Ce faisant, le nombre d’électeurs par bureau a donc été respecté. Mais cela nécessitait de connaître les numéros d’identification impliqués, poursuit Eka Gigauri. « Avant les élections, des centaines de milliers de personnes ont déclaré avoir reçu des menaces pour qu’elles divulguent leur numéro.» déclare le patron de Transparency International. En fin de compte, le parti au pouvoir disposait de milliers de numéros pouvant être utilisés le jour du scrutin.» Selon elle, il suffisait de faire pencher ou forcer une centaine de voix dans chacun des 3.100 bureaux de vote pour renverser le résultat national.

Le réseau d’observateurs dénonce également les entraves à leur travail, ainsi que les intimidations, voire les violences verbales ou physiques. « Les bureaux de vote étaient organisés de manière à nous empêcher d’observer les procédures d’identification et d’enregistrement des électeurs. Parfois, lorsqu’un observateur insistait pour s’approcher, il était contraint de quitter les lieux. » Eka Gigauri évoque également la présence massive de titouchkis, des voyous vêtus de noir, à proximité des bureaux de vote : « Ils ont exercé une pression psychologique sur les électeurs et se sont également montrés agressifs envers les observateurs et les médias, qui ont été attaqués. » Ces groupes, poursuit Eka Gigauri, ont été particulièrement actifs lorsque des irrégularités étaient constatées, afin d’éloigner les témoins.

« Il y a toujours des irrégularités, dans tous les pays »» a balayé le Premier ministre, Irakli Kobakhidze, dans une interview à la BBC. Le dirigeant a également assuré que seul « certains bureaux de vote » ont connu des incidents, sur 3.111 bureaux que compte le pays. Encore, « le jour du scrutin, nous avons reçu de nos observateurs plus de 900 rapports faisant état de violations des procédures électorales dans les 1 131 bureaux de vote où nous étions présents »» écrit la plateforme Mon Vote à l’Union européenne, qui regroupe une trentaine d’associations et de collectifs. Les violations ont même pris une « caractère répété, continu et systématique » dans au moins 196 bureaux de vote où se trouvaient ses observateurs, « ce qui a eu un impact significatif sur les résultats des élections ».

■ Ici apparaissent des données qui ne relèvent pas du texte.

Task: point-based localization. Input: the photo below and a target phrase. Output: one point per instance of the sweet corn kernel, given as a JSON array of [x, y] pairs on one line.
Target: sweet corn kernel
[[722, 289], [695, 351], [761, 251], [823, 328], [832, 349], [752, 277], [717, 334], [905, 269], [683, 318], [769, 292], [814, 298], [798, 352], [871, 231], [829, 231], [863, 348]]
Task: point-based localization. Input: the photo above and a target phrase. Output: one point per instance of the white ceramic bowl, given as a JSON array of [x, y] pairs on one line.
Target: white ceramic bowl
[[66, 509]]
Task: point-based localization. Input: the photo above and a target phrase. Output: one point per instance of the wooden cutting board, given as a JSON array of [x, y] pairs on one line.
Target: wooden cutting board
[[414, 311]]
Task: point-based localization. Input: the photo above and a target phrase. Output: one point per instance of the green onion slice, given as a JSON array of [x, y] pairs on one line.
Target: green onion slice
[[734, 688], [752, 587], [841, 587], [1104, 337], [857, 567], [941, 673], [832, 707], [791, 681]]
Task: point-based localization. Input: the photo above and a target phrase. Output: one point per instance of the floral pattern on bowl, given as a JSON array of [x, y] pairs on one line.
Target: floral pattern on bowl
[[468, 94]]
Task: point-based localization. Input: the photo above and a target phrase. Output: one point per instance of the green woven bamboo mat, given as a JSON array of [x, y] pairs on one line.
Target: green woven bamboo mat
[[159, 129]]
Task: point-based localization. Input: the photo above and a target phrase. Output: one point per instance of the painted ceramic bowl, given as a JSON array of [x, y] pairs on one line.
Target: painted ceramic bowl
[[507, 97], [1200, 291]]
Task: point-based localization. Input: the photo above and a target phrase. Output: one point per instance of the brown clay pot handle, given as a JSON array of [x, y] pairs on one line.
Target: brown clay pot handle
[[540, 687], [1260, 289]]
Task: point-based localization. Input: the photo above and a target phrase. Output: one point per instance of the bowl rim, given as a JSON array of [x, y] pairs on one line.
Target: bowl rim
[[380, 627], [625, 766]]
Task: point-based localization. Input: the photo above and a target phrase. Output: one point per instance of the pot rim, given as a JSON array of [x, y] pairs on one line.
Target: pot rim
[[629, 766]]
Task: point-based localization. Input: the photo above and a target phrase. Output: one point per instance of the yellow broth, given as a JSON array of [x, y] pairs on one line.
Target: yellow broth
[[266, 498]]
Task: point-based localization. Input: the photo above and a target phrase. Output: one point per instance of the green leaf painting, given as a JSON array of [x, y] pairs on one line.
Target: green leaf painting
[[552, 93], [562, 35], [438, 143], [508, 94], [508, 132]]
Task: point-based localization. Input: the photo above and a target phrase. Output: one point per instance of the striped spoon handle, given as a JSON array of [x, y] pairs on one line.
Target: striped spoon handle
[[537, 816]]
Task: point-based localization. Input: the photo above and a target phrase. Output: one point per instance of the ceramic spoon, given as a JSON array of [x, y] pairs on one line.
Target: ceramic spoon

Est-il possible de l’évaluer ? Le chercheur Levan Kvirkvelia a publié une analyse statistique très marquante, au point d’être partagée par le président géorgien. Ses travaux ne permettent pas d’identifier d’anomalie majeure dans les villes (courbe claire), mais ils matérialisent cependant une aberration statistique dans les campagnes (courbe sombre). La piste de droite, surnommée « queue russe » par les statisticiens électoraux spécialisés dans la région, montre que le parti Rêve géorgien obtient des scores supérieurs à 85 % dans un très grand nombre de localités.

Cette répartition est d’autant plus inquiétante que la participation a atteint près de 100 % dans des centaines de localités, avec une quasi-unanimité des voix en faveur du Rêve Géorgien. L’auteur juge tel « scénario irréaliste pour des élections équitables ».

La commission électorale a finalement annoncé mardi qu’un recomptage partiel des voix allait débuter dans cinq bureaux de vote de chaque circonscription, soit 14% du total, tout en dénonçant un « Campagne d’information manipulatrice et infondée visant à tromper les électeurs » et en rejetant catégoriquement les accusations de fraude.

Les pays de l’UE ont en tout cas accueilli les résultats avec prudence. L’Allemagne a condamné « d’importantes irrégularités »alors que la France disait attendre les autorités géorgiennes « qu’ils enquêtent sur les irrégularités constatées avant et pendant le vote ». Toutes ces critiques n’ont pas empêché le président hongrois Viktor Orban de s’envoler rapidement pour Tbilissi, où il a célébré la victoire du rêve géorgien et salué les élections. « libre et démocratique ».